The confluence also marked the first - and proud - stamp of presence of the New Media Literacies research group, one of two engines of Henry Jenkins's Participatory Culture and Learning Lab at USC, of which I am a member. Our mission was laid clear by this pecha-kucha performance: we are here to implement the serious business of pedagogical change. At the same time, the event was for us a cry of appeal to our neighboring clans: our bells must toll together, and they toll, at least in these early stages, for the 3500 or so children from six community schools that share the magical learning space at the RFK-LA campus in Mid-City Los Angeles. Muggles as we may be, our joint determination might just produce the wizardry needed to truly service this real world Hogwarts.

 

Below is a sampling of the peals of bells and buzz of spells produced, performed and perused by the elders and youngsters at this confluential potboiler. A peek into the entire feast is at the end of this papyral roll-call.

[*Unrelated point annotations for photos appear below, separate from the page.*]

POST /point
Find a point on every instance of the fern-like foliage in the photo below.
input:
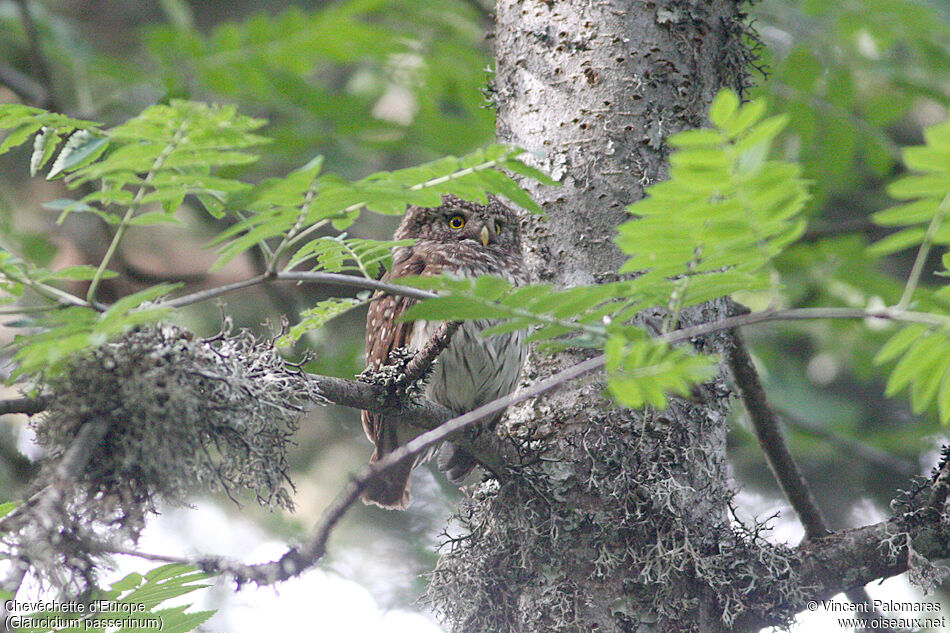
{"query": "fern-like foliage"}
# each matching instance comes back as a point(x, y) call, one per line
point(295, 207)
point(138, 174)
point(132, 604)
point(710, 230)
point(723, 215)
point(352, 77)
point(58, 334)
point(921, 352)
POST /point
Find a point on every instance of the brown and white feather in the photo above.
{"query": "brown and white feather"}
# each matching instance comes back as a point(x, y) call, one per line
point(473, 369)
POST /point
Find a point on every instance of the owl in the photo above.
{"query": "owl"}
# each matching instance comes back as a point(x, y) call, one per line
point(464, 239)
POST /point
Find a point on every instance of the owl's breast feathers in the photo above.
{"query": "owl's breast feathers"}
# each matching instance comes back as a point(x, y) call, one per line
point(472, 371)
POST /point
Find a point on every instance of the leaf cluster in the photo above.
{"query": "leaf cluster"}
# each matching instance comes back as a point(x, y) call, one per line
point(708, 231)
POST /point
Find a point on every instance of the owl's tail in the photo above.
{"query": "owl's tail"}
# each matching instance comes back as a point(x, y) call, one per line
point(389, 490)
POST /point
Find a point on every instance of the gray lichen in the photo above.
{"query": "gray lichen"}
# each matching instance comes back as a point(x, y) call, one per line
point(179, 415)
point(632, 538)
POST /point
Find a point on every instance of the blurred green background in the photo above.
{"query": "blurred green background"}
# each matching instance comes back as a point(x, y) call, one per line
point(375, 85)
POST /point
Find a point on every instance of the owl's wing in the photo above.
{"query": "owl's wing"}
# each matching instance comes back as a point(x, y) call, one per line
point(384, 333)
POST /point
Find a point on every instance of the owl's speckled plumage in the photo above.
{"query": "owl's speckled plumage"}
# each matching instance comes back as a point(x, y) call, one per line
point(473, 370)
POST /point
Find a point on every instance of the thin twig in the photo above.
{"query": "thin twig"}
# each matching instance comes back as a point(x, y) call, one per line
point(70, 467)
point(941, 484)
point(327, 279)
point(805, 314)
point(421, 363)
point(914, 278)
point(870, 454)
point(298, 559)
point(779, 458)
point(29, 406)
point(766, 427)
point(130, 212)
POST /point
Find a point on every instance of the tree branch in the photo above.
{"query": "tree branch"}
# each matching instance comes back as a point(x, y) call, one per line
point(854, 558)
point(23, 86)
point(29, 406)
point(301, 558)
point(421, 363)
point(328, 279)
point(779, 458)
point(870, 454)
point(766, 426)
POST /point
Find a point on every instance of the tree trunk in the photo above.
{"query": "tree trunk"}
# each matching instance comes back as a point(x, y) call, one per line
point(622, 525)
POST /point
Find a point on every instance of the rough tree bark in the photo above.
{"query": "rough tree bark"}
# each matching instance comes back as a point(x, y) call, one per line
point(622, 523)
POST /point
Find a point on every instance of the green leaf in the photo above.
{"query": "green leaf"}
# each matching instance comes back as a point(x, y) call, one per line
point(81, 149)
point(317, 316)
point(643, 371)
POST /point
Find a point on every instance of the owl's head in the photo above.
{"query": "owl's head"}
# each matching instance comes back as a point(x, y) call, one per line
point(490, 226)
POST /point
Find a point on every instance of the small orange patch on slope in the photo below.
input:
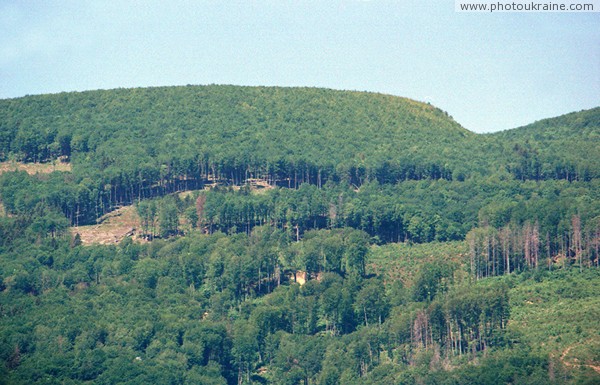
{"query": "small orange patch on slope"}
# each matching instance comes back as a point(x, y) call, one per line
point(111, 228)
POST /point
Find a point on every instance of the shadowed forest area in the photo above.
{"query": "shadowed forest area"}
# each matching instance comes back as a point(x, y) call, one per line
point(324, 237)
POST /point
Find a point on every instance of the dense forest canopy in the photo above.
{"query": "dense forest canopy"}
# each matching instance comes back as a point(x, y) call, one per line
point(324, 237)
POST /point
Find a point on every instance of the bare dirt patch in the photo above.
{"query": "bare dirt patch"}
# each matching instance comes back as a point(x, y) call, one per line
point(111, 228)
point(35, 168)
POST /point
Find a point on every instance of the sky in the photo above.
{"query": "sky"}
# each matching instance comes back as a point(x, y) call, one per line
point(490, 72)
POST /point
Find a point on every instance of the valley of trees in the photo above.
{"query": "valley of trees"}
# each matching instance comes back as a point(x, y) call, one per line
point(426, 248)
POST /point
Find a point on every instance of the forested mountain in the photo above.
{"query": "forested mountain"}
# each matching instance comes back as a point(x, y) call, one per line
point(431, 254)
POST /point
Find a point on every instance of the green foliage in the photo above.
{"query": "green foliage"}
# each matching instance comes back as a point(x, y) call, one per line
point(495, 279)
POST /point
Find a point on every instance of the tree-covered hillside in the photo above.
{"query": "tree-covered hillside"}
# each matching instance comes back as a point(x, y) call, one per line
point(294, 236)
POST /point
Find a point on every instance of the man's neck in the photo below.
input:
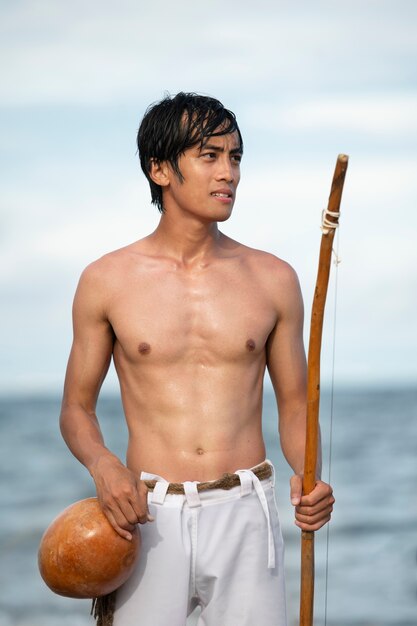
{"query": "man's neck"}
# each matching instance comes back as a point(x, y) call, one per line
point(189, 242)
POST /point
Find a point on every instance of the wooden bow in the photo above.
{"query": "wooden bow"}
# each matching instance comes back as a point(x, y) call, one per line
point(329, 224)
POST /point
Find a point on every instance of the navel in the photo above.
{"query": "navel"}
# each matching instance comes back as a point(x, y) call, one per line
point(144, 348)
point(250, 345)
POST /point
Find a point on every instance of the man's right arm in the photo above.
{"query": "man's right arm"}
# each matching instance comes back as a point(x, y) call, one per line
point(121, 494)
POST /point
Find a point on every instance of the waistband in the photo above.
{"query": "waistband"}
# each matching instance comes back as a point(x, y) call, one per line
point(227, 481)
point(247, 479)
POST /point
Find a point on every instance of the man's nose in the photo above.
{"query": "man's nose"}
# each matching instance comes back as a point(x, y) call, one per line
point(225, 171)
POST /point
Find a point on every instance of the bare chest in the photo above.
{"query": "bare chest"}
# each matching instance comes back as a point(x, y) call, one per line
point(205, 317)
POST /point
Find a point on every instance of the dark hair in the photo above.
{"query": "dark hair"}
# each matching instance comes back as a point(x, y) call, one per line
point(176, 123)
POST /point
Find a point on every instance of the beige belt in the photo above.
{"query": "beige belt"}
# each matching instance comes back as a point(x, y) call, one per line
point(227, 481)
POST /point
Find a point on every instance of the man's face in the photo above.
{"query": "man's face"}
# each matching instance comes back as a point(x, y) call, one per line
point(211, 175)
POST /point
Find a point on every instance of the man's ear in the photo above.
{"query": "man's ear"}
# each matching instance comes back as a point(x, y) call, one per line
point(159, 172)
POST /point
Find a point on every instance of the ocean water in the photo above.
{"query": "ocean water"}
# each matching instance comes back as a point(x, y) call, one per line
point(372, 544)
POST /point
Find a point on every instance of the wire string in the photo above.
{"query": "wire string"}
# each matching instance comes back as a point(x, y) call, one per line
point(336, 262)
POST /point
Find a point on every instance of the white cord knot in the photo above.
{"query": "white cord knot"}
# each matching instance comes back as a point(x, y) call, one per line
point(326, 224)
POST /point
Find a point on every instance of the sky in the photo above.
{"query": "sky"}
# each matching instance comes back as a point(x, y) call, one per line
point(306, 80)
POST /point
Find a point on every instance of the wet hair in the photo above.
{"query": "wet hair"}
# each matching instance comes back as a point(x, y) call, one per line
point(175, 124)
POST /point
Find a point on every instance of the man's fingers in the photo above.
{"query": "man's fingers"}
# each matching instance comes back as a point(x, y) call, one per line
point(140, 504)
point(296, 487)
point(312, 527)
point(123, 532)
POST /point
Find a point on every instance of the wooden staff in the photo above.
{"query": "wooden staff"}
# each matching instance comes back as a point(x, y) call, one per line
point(329, 224)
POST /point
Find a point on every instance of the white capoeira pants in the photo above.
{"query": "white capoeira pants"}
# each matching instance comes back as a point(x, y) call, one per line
point(219, 549)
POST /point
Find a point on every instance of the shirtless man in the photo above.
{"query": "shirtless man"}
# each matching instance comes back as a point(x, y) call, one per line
point(192, 319)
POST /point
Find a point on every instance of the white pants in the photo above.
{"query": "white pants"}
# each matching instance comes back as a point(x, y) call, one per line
point(219, 549)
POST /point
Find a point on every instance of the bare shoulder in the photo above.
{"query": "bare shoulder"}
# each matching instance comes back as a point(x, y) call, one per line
point(269, 267)
point(101, 279)
point(111, 264)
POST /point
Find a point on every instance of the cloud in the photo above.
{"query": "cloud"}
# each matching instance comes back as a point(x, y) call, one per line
point(378, 113)
point(102, 52)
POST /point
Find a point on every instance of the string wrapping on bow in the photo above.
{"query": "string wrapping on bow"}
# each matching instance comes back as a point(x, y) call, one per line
point(329, 225)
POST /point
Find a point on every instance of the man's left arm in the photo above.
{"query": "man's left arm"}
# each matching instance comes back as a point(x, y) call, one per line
point(287, 368)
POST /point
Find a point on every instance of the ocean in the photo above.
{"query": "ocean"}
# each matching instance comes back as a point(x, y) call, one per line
point(371, 558)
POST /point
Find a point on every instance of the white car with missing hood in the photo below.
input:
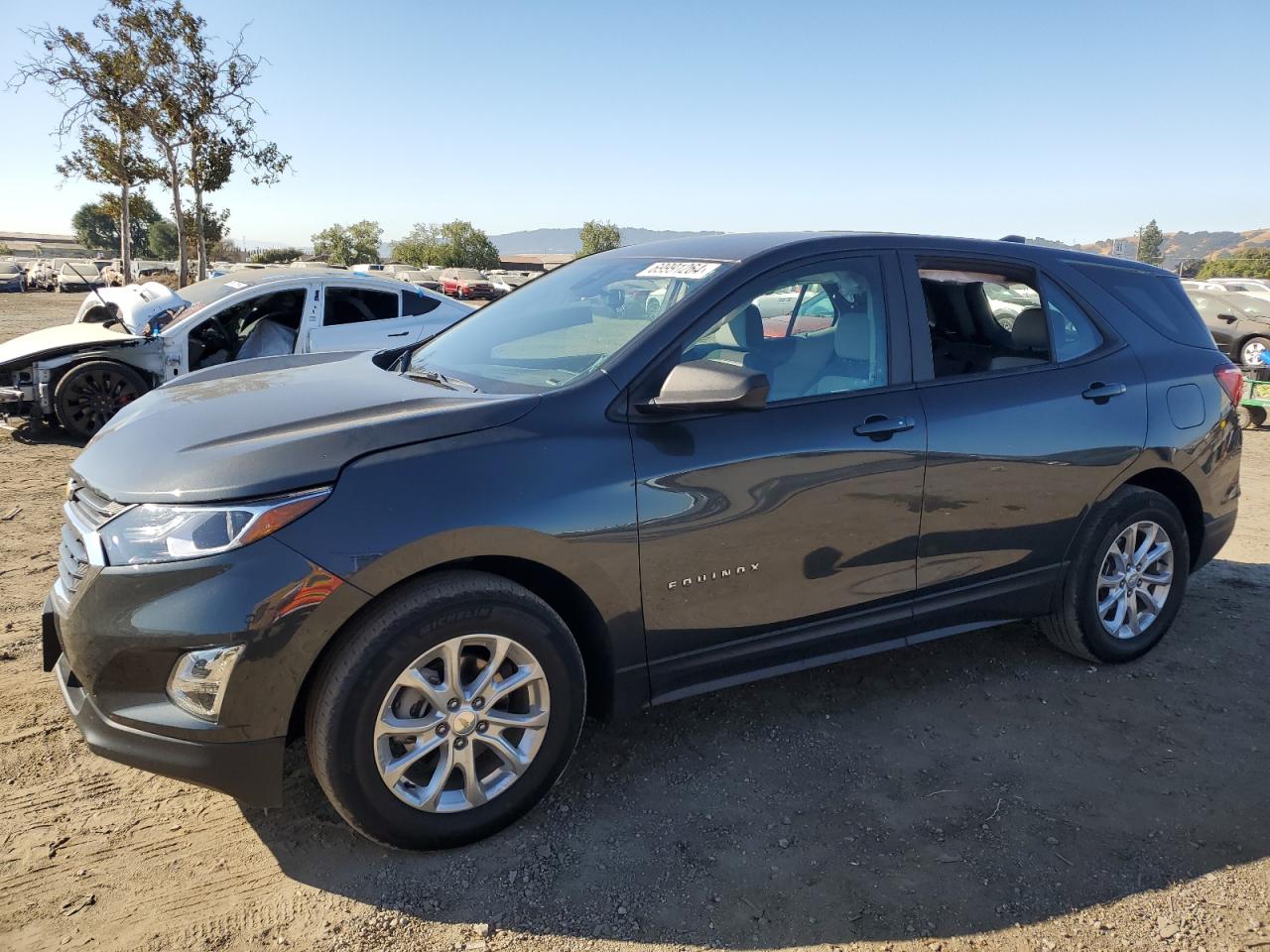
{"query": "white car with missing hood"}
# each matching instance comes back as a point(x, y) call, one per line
point(127, 340)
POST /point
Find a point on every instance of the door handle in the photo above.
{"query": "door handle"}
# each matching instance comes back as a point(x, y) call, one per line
point(1101, 393)
point(879, 428)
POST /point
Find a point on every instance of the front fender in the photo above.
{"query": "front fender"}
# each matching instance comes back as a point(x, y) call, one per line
point(564, 502)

 I. Initiation (& Inspiration) Rites

 

Ernest J. Wilson, Dean, the Annenberg School

 

"(Today) is going to be an exercise in (respectful) listening... a moment of creativity and conversation."

 

 

Monica Garcia, President, Los Angeles Unified School District

 

"I'm just thrilled that we have a school on 23 along acres of Wilshire that has welcomed 3400 students, and that school is a combination of six autonomous schools. In LA-USD, this is a miracle.

 

 

 

"What we want is a 100% graduation. What we want is a 100% literacy at every grade level... My interest here is, we need the best of the best to help us, and we welcome... our community partners to reinvent public education... at the RFK center, where children are waiting for adults to offer them to be a part of the solution...This is very exciting. This is a long, long story about social justice, about leadership, about sacrifice, and about people working together... Our job is to get rid of the barriers."

 

Paul Schrade, one of Robert F. Kennedy's best friends and advisors

 

"(This is) going to be the most important and best memorial for Robert Kennedy and his social justice record and his principles... We've got a great school... Henry, you and your crew can really develop a wonderful program for us."

 

Max Kennedy, son of Robert F. Kennedy and RKF-LA board member.

 

(While standing on his chair):

"We are poised here to make an unbelievable difference... There's a whole bunch of people out there who say we're going to fail, and I know we're not. This group, you're going to have to work harder than you've ever worked....

 

 

...and if you do this, we are going to change the lives of these kids and we're going to change the way public education is handed out in this country. And you look around this room. This is who is going to do it."

 

II. 4-minute Dances of Ideas around the Fire of New Literacy

Fifteen Innovations for After-School and New Curricular Activities

 

Henry Jenkins, Provost's Professor and Principal Investigator of PCL.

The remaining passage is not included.